See our previous wellbeing blog if you missed part one where we talked about students having their basic needs met and solving problems.
Students are better able to manage their school day and learn effectively when they are able to interact pro socially with others and have control over their feelings and behaviours. Below are some ideas to assist individual students who may be particularly tired, upset or grumpy at this busy time of the year, impacting on learning for themselves and others.
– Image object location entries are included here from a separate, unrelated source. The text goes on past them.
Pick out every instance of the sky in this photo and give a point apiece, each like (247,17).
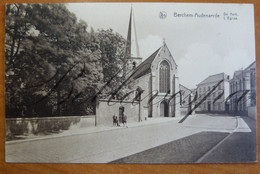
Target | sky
(201,46)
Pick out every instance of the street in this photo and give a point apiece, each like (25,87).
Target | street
(200,138)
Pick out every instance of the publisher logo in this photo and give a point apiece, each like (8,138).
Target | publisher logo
(162,15)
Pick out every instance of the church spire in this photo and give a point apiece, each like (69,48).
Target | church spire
(132,47)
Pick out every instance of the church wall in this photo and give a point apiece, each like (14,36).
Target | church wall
(104,113)
(144,83)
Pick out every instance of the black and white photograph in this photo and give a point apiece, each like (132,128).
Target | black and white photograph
(130,83)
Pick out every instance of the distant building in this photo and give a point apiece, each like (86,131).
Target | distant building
(243,90)
(215,102)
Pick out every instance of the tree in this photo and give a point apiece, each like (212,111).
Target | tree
(112,46)
(51,60)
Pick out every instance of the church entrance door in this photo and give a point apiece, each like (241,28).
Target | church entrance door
(164,109)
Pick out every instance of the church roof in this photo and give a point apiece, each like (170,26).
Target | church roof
(144,67)
(184,87)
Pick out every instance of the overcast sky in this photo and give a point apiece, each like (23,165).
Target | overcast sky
(201,46)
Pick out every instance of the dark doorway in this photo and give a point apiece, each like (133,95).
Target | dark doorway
(164,109)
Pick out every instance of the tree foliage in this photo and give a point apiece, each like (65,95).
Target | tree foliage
(54,66)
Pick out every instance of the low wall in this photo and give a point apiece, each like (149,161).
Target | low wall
(105,112)
(45,125)
(252,112)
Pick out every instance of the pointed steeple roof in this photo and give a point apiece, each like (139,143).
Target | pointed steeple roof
(132,47)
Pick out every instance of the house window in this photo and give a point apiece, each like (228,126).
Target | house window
(164,77)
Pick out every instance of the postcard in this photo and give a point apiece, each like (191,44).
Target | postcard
(147,83)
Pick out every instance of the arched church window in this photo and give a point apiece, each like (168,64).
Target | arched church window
(164,77)
(134,65)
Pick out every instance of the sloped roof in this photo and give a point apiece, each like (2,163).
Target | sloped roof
(145,66)
(214,78)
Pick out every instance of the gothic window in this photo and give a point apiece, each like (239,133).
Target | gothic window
(164,77)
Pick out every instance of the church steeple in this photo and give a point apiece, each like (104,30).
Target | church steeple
(132,47)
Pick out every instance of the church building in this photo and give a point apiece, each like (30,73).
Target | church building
(155,80)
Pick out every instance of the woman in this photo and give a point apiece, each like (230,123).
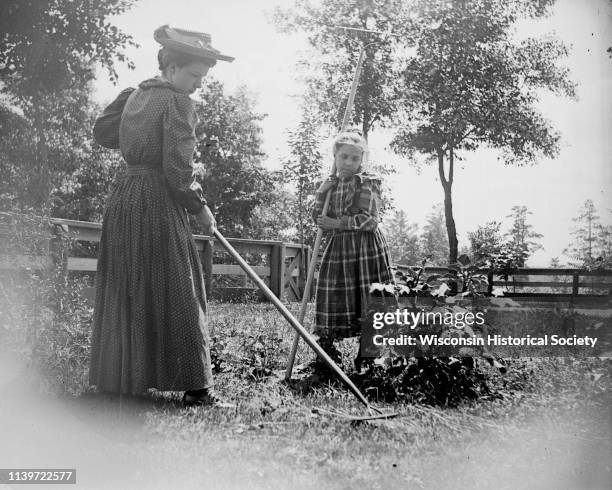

Manages emotions and behaviour
- Upset behavior – rate the upset from 1 to 10, where one is ‘not upset’ and 10 is the ‘worst upset possible’. Use a thermometer or vertical number line to illustrate the concept. Then ask, ‘What would it take for your upset behavior to be one or two points less?’ Discuss the student’s response and develop a simple plan to carry out actions to reduce the behavior.
- Put things in perspective. Have the student realistically rate the upset out of 10 with an increased emotional vocabulary at hand. Brainstorm words like ‘annoyed’, ‘frustrated’, ‘cross’, ‘peeved’, ‘chilled’, ‘angry’. The upset may be re-rated as 3 or 4 out of 10 on the vertical scale, rather than the initial unrealistic 8 or 9 out of 10. Emphasise to the student that there is no need to overreact or get ‘upset and angry’ when you are really only feeling ‘upset and annoyed’.
- Impulsive and annoying behaviours. Help the student (or the class) to learn ‘stop–think’ behaviour. For more information see http://www.stopthinkdo.com Ask the student to ‘catch themselves’ before making or doing an inappropriate sound or action. Ask them to count backwards from five rather than acting on impulse. The use of positive behaviour charts for several days to graph and promote good behavior might be a useful short-term solution for younger students. For older students suggest they notice peers who manage their behaviours well, and have them observe and copy these positive peer models.
- Where social intolerance is taking place, challenge the students involved to ‘get on’ with the other student for 7 days. Practising tolerance can be habit building. Begin by having each student identify three positive characteristics about each other. At the end of the 7 days review with the students involved other ways they might build further tolerance or acceptance.
- Use alternative workspaces for some activities. For some activities it may be helpful to have a secluded workspace for the ‘grumpy’ student. This could be a desk in the corner of the room, or in a breakout room in view of the classroom. But as with many classroom tasks, starting the lesson together as a class and finishing the lesson together, where students share what they have completed, helps promote a socially inclusive learning environment.
- Implement a program involving random acts of kindness, where students are expected to engage in at least one act of kindness towards another person each day.
Teachers and parents are significant role models for all students. On all occasions teachers should remain calm, confident and consistent in their reactions and in their actions with students and others. Teacher modeling is paramount in building student wellbeing and assisting students to manage themselves more effectively at school.
Good luck with any transition programs, end of year festivities, last minute assessments and parent interviews, and best wishes as the school year begins to come to a close.